(UR) Washington, DC — In what is being seen as the return of the Debtor’s Prison, poor and often indigent defendants are being jailed in ever-increasing numbers for their inability to pay legal fees and fines. The practice of jailing people for debt was abolished in the US in the 19th century, and for good reason: it is hard to repay that debt when you are in jail. More importantly, the practice was deemed unconstitutional, a decision that was upheld by the 1971 Tate v. Short ruling.
The 14th Amendment of the Constitution guarantees “equal protection of the laws” to all U.S. citizens. When poor citizens are being incarcerated for their inability to pay fines and the judges who hand down these unconstitutional rulings do not face prosecution, equality seems to have been set aside. A memo from the Department of Justice, released this past week, seeks to return a little equality to the justice system.
The DOJ memo, circulated to chief justices and court administrators at the state level, is a federal attempt to remind judges that the practice of imprisonment for debt is unconstitutional, and to restore some modicum of wealth-poverty equality before the legal system. It does, however, fall short.

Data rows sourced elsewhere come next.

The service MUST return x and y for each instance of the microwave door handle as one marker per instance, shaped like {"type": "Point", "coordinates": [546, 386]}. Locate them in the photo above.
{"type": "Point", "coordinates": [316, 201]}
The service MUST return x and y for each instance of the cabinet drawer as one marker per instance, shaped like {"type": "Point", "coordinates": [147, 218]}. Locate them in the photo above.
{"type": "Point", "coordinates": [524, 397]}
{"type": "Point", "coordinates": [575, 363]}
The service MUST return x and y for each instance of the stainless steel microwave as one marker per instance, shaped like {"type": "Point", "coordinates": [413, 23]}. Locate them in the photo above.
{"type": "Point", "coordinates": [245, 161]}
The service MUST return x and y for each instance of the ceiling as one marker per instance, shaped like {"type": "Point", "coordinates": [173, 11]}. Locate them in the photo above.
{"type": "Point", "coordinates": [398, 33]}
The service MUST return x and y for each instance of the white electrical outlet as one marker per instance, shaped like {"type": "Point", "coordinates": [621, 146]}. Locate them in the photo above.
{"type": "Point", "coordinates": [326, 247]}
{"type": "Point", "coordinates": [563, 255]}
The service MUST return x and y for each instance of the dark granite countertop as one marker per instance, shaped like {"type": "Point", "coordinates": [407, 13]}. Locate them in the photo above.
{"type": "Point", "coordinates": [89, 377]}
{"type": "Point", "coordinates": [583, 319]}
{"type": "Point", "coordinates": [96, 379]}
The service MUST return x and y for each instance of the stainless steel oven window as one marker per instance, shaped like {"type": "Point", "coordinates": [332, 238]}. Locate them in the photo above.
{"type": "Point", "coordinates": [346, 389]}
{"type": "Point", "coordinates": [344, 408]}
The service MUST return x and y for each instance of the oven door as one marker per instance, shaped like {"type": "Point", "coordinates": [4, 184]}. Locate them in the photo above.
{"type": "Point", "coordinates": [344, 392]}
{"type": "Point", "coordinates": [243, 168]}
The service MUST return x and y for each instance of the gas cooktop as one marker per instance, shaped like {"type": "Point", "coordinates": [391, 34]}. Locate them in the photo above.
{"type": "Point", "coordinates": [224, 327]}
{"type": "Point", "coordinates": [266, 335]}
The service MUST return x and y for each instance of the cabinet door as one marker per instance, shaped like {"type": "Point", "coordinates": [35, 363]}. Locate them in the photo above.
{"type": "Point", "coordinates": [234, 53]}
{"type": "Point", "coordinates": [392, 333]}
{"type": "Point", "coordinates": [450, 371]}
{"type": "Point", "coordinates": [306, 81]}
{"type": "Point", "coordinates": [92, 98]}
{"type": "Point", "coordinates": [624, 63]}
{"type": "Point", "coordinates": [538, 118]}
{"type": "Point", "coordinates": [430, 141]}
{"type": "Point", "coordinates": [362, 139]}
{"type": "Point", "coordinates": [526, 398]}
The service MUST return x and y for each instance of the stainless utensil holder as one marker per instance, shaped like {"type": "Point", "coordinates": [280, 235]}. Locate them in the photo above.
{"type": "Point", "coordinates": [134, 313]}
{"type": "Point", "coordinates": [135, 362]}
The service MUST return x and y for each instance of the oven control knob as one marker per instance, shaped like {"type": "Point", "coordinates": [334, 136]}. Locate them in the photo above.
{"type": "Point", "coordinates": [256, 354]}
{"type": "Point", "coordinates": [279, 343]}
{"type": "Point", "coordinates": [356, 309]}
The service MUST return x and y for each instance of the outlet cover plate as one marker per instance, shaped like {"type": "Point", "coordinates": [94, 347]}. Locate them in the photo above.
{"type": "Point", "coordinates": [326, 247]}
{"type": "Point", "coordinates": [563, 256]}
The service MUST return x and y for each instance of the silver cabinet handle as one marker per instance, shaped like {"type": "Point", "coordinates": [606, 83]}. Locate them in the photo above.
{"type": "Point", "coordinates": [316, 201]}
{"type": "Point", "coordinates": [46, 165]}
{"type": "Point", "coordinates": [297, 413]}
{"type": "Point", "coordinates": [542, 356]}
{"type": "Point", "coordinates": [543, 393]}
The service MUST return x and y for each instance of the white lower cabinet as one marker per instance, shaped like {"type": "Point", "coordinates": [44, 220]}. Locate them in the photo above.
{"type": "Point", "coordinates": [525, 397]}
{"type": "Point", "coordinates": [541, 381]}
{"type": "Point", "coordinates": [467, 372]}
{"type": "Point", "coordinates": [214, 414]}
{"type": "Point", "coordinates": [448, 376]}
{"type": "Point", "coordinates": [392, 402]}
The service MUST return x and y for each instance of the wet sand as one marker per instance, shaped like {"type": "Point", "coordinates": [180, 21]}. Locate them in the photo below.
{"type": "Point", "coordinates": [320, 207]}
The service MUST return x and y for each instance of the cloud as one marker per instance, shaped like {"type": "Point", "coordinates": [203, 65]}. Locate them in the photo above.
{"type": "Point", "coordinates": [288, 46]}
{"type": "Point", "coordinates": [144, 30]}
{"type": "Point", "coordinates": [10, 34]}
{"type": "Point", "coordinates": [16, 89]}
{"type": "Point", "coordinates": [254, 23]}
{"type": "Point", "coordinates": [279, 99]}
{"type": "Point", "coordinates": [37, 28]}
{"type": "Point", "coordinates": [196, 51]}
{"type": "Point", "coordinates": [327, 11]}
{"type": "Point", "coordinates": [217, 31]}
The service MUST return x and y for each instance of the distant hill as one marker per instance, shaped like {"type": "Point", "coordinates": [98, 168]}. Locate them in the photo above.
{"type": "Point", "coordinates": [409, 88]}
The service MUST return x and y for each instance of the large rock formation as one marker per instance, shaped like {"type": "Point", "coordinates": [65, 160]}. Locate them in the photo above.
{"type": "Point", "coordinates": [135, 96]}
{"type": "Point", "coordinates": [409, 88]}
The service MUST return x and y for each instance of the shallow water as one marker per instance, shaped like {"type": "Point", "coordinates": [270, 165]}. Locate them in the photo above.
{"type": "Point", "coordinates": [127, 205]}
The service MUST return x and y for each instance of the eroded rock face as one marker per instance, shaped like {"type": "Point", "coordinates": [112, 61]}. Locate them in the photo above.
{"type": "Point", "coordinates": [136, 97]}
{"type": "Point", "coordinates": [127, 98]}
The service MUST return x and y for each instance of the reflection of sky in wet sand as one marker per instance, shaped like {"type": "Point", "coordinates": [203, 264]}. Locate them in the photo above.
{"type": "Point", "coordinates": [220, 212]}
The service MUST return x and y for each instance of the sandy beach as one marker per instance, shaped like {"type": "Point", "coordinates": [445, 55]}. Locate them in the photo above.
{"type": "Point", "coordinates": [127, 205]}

If a judge unconstitutionally incarcerates a citizen for being unable to pay their court fees, then that judge is breaking the law. If the judge is not then tried, the inequality of the system remains.
Addressing one of the fundamental inequalities of the legal system is at the heart of the DOJ document. For many poor and marginalized populations, specifically non-whites, it represents a baby-step in the right direction. As well, while charging and jailing judges who violate the constitutional rights of U.S. citizens under color of law legislation may restore the concept of “equality before the law,” it will not kill the root of the problem.
One of the issues underlying this inequality is the for-profit model of the modern prison system. Private companies, invested in various aspects of the corrections system, require high prisoner populations in order to profit. If the overall goal of stakeholders is not the rehabilitation of incarcerated offenders, but capital gain — and as long as the interests of private industry are represented — the system’s very integrity is suspect.
Criminally charging judges who violate the constitutional rights of defendants, let alone sending out a strongly-worded memo reminding judges of their constitutional duties will, perhaps, restore some of the balance. It does, at the very least, suggest to the poor people who find themselves imprisoned for being unable to pay a fee that someone in the government is trying to help the situation.
Unless the motivation for that corruption is eliminated, however, new problems will only emerge, and whatever equality is reached will only be temporary.